2. The mechanism according to claim 1, wherein a stop portion is formed on an interior of said barrel frame, said second barrel spring fixing seat being configured to abut against said stop portion while mounting said barrel in said barrel frame, with said first barrel spring fixing seat configured to abut against said barrel fixing cap.

3. The mechanism according to claim 1, wherein a sleeve engagement member is formed at one end of said barrel extension, a bolt locking member being formed at one end of said breech bolt and serving to engage with or separate from said sleeve engagement member.
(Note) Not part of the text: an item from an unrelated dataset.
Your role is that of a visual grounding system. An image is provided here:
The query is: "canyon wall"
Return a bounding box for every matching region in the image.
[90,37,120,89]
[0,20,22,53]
4. The mechanism according to claim 2, wherein a sleeve engagement member is formed at one end of said barrel extension, a bolt locking member being formed at one end of said breech bolt and serving to engage with or separate from said sleeve engagement member.

5. The mechanism according to claim 1, further comprising an extractor and an ejector respectively disposed on said breech bolt, said extractor serving to extract a cartridge case of each said cartridge from said barrel after said firing and shooting operation is done, said ejector serving to eject said cartridge case extracted by said extractor from said gun body assembly.

6. The mechanism according to claim 2, further comprising an extractor and an ejector respectively disposed on said breech bolt, said extractor serving to extract a cartridge case of each said cartridge from said barrel after said firing and shooting operation is done, said ejector serving to eject said cartridge case extracted by said extractor from said gun body assembly.